Questi, dopo una lunga doccia, riapparve nel salottino, dove il francese aveva fatto portare la cena.

“Ti ringrazio Vincent, per tutto, ma non mi andrebbe giù neppure uno spillo, mi dispiace” – disse debole, tamponandosi le chiome fradice e spettinate, a contorno del suo attraente profilo.

“Te lo avevo detto che sarebbe stata una follia …” – sospirò, versandosi del vino della sua terra d’origine – “Abbia pazienza, mon petit, ma io devo mangiare, sto facendo una cura” – rivelò cauto.

“Una cura?
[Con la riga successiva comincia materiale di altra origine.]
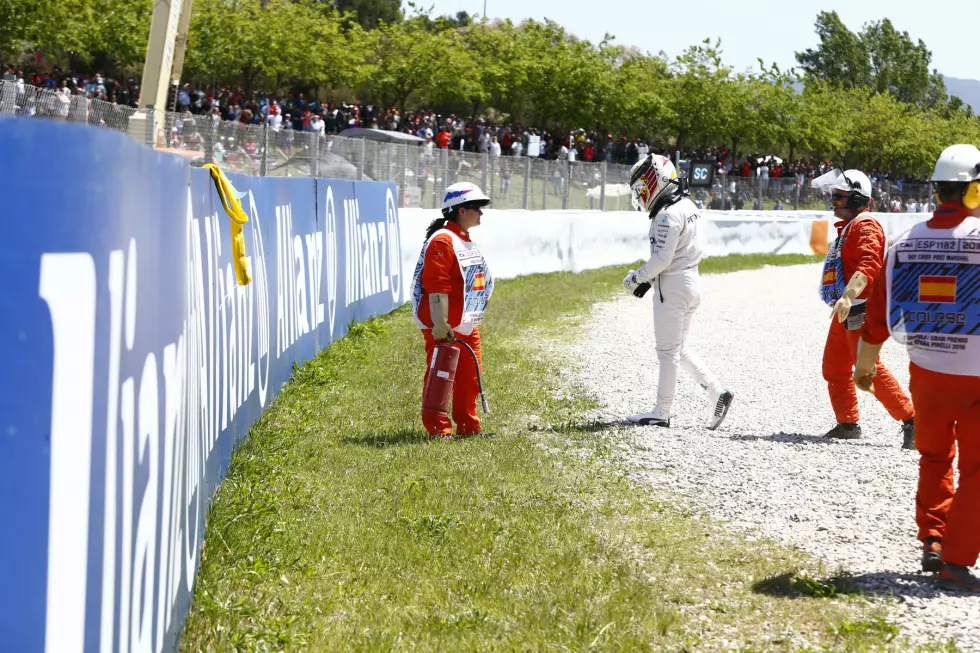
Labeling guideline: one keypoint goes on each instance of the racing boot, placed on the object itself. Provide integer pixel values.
(656, 417)
(721, 402)
(958, 577)
(908, 434)
(932, 553)
(845, 432)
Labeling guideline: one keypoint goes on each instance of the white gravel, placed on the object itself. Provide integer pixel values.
(768, 468)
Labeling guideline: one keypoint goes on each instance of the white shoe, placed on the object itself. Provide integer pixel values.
(721, 402)
(656, 417)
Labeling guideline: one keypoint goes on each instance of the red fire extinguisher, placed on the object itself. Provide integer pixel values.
(442, 376)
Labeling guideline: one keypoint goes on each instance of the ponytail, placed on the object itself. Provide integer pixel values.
(439, 223)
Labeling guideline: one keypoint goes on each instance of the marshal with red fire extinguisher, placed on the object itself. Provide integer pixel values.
(442, 376)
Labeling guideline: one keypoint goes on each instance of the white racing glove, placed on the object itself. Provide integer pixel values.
(439, 309)
(635, 286)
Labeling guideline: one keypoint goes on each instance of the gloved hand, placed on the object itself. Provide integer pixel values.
(439, 309)
(842, 308)
(634, 285)
(866, 365)
(855, 287)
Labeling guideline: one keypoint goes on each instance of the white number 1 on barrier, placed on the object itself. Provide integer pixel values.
(68, 286)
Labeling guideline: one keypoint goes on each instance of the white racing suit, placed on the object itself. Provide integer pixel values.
(673, 270)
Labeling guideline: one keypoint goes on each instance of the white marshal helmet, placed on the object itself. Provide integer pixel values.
(650, 178)
(958, 163)
(463, 193)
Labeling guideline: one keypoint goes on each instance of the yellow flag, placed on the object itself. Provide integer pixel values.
(233, 207)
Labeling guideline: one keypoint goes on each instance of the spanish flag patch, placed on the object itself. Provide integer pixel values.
(937, 290)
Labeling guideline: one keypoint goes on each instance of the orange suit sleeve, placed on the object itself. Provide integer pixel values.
(865, 253)
(874, 331)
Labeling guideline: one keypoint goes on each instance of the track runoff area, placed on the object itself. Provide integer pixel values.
(569, 530)
(768, 468)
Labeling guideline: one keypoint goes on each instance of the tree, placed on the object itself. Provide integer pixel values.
(371, 13)
(697, 93)
(638, 101)
(413, 62)
(879, 57)
(500, 63)
(840, 58)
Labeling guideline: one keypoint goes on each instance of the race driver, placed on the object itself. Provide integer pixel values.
(673, 271)
(930, 302)
(852, 266)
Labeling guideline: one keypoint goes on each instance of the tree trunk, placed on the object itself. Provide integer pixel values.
(248, 76)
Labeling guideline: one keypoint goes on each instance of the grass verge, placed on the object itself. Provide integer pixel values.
(341, 526)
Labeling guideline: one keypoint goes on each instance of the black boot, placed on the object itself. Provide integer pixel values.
(932, 553)
(908, 434)
(845, 432)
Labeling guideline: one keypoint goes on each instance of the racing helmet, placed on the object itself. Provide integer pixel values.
(854, 182)
(650, 179)
(960, 164)
(463, 192)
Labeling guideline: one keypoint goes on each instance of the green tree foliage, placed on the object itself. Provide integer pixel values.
(867, 99)
(371, 13)
(879, 57)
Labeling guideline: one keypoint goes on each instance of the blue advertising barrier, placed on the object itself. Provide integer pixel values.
(134, 364)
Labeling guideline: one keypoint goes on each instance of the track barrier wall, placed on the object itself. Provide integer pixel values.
(136, 364)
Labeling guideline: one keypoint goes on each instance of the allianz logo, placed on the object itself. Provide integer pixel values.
(372, 252)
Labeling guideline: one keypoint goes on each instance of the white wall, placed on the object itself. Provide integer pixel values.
(527, 242)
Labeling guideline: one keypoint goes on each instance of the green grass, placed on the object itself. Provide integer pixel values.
(341, 526)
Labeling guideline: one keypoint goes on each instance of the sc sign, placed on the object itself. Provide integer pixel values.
(701, 173)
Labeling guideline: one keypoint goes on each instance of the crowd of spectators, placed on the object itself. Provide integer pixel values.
(748, 177)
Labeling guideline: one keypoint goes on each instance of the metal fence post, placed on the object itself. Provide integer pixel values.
(602, 186)
(493, 177)
(568, 184)
(484, 162)
(527, 181)
(264, 163)
(363, 159)
(316, 154)
(544, 186)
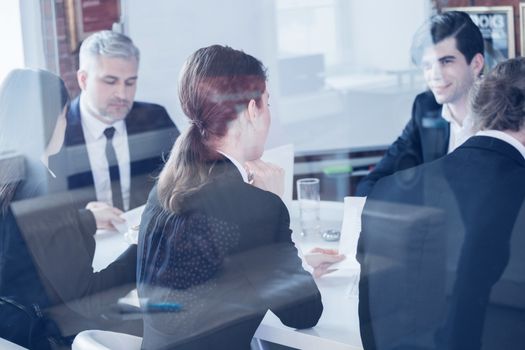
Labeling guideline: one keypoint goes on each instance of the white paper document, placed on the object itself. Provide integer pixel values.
(132, 218)
(283, 156)
(350, 231)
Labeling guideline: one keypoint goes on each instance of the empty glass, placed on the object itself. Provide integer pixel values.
(309, 205)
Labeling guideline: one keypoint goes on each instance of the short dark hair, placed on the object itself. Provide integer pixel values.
(452, 24)
(498, 100)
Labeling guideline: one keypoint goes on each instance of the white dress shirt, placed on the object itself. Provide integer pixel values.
(458, 133)
(93, 130)
(238, 165)
(504, 137)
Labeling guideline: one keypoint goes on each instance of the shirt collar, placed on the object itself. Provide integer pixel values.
(238, 165)
(503, 136)
(94, 126)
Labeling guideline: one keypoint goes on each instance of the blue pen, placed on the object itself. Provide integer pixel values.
(162, 307)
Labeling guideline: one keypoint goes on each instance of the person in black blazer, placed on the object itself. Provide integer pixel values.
(143, 118)
(441, 244)
(450, 51)
(111, 143)
(214, 237)
(48, 244)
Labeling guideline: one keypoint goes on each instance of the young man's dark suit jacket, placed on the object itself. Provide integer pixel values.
(151, 134)
(441, 253)
(227, 259)
(424, 139)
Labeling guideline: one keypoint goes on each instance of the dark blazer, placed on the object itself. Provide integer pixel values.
(19, 282)
(227, 259)
(424, 139)
(60, 241)
(441, 253)
(151, 134)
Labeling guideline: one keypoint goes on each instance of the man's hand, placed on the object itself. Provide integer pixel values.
(266, 176)
(321, 259)
(105, 215)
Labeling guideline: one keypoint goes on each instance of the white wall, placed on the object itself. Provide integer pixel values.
(375, 36)
(168, 31)
(381, 40)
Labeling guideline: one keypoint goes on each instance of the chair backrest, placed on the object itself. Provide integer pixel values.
(105, 340)
(7, 345)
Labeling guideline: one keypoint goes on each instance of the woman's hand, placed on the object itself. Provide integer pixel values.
(266, 176)
(321, 259)
(105, 215)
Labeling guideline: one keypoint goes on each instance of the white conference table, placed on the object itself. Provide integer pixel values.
(338, 328)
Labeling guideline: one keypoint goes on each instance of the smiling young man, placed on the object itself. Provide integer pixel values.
(449, 49)
(113, 143)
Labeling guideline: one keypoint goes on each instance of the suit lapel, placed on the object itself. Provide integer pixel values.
(78, 169)
(435, 134)
(495, 145)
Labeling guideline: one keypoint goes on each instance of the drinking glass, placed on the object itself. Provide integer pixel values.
(309, 205)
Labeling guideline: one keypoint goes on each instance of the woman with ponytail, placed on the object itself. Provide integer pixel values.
(215, 202)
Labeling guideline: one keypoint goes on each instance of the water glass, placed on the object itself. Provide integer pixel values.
(309, 205)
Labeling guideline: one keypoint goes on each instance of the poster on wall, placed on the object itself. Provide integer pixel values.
(88, 16)
(496, 24)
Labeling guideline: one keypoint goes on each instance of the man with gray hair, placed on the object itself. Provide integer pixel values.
(111, 141)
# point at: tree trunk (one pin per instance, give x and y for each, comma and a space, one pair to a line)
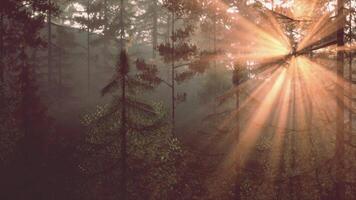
123, 131
49, 22
340, 188
123, 141
154, 29
173, 75
2, 62
236, 81
88, 46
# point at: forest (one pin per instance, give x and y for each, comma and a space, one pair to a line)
177, 100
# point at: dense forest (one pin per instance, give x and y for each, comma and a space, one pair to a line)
177, 99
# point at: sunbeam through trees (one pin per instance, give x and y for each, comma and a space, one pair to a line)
177, 99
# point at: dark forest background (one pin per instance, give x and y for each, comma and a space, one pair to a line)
124, 99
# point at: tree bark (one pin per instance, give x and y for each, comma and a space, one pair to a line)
154, 29
49, 22
173, 74
340, 188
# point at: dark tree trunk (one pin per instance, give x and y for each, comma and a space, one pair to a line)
340, 188
154, 29
173, 75
2, 62
49, 22
123, 141
236, 81
123, 131
88, 46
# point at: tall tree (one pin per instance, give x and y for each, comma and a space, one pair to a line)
340, 188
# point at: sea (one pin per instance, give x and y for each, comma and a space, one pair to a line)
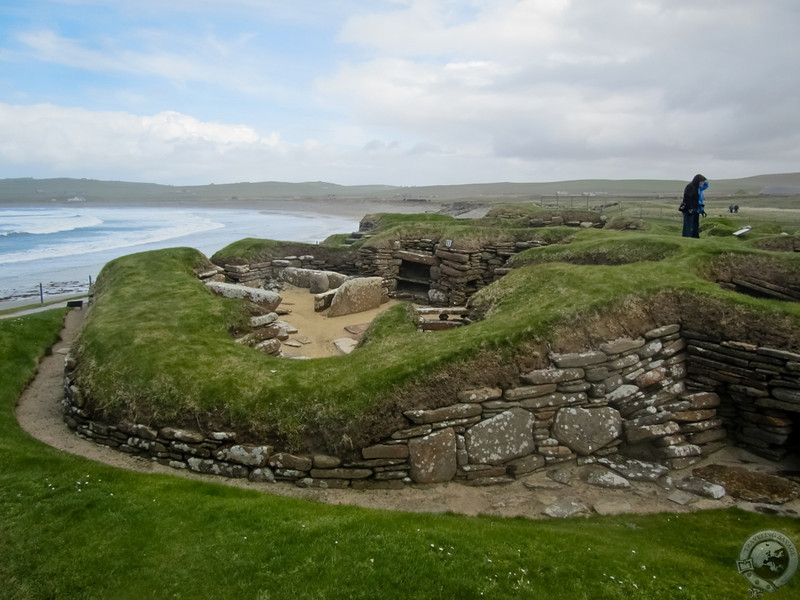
47, 253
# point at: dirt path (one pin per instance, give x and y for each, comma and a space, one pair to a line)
38, 413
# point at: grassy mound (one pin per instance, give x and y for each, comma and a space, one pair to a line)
156, 347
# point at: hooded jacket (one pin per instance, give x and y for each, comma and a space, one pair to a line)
691, 196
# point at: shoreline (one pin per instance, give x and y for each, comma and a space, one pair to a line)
62, 289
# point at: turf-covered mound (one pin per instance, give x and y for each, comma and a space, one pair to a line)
156, 347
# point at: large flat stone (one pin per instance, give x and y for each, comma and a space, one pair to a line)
585, 430
504, 437
357, 295
447, 413
635, 470
433, 457
264, 298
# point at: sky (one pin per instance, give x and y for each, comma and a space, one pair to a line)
398, 92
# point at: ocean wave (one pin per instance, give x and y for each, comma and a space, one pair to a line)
113, 230
44, 222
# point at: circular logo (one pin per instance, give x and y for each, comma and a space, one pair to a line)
768, 560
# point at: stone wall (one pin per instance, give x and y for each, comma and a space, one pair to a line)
653, 397
762, 390
444, 274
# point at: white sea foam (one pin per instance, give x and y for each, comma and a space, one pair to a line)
44, 221
84, 238
101, 230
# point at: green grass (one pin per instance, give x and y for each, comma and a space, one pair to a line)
74, 529
157, 349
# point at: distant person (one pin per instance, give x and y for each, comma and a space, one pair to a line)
693, 205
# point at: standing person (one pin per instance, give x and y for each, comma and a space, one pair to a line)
692, 206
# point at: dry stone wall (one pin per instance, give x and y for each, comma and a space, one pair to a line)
666, 398
761, 386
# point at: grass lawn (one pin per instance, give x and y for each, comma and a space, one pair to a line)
157, 347
73, 529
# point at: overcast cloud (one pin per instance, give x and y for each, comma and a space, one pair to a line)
404, 92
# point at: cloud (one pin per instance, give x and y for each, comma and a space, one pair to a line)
404, 91
69, 139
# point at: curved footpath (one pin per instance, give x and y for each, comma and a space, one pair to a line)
38, 412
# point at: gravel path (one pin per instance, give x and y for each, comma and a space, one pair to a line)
38, 413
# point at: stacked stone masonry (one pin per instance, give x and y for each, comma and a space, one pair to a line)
667, 396
762, 390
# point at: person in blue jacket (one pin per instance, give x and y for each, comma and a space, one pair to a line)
693, 205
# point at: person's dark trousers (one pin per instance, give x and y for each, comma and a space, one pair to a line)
691, 225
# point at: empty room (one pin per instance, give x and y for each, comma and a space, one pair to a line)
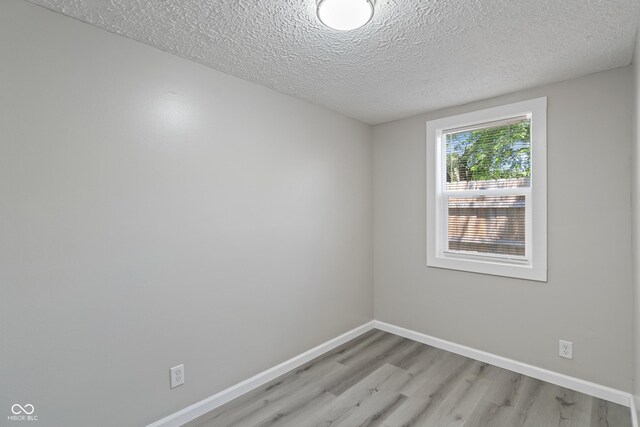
322, 213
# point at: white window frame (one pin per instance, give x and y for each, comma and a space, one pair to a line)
533, 265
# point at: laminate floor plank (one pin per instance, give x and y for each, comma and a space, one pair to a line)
380, 379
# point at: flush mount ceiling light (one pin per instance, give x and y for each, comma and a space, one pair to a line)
345, 15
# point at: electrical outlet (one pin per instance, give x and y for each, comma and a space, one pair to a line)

Per cosa?” – sembrò quasi che Boo, si destasse da un gravoso dormiveglia.

“Non vorrei parlarne, per scaramanzia, però con te non posso sottrarmi, Louis” – sorrise limpido – “… mi sei sempre stato accanto, con Petra, mi hai confortato, restituendomi la voglia di vivere”

Boo azzerò la distanza, sedendosi a tavola.

“Su racconta, sono curiosissimo”

“Si tratta di un trattamento, propostomi da Scott, nella massima riservatezza, perché sperimentale: si tratta di sostituire il mio sangue, completamente”

“Come hanno fatto Glam e Jared, giusto?” – bissò vivace.

“Infatti, ma con l’ausilio di una terapia, atta a ripulire i miei organi, per dirla in parole povere, dal virus, di cui sono portatore sano”

“Il virus due dell’Aids, quello che non ti dà scampo, incurabile, per ora” – aggiunse assorto.

“A cosa pensi, mon petit?”

“Ecco …” – Louis arrossì – “… Penso al fatto che potrai ricominciare, Vincent e … ed amare, chi vuoi, come vuoi, senza più lo spettro della malattia … E’ … è fantastico” – esitò, elevando comunque il calice, per un brindisi, quasi liberatorio.

Lux lo assecondò, con piena fiducia nel futuro.

Un futuro ricco di sorprese, si augurava.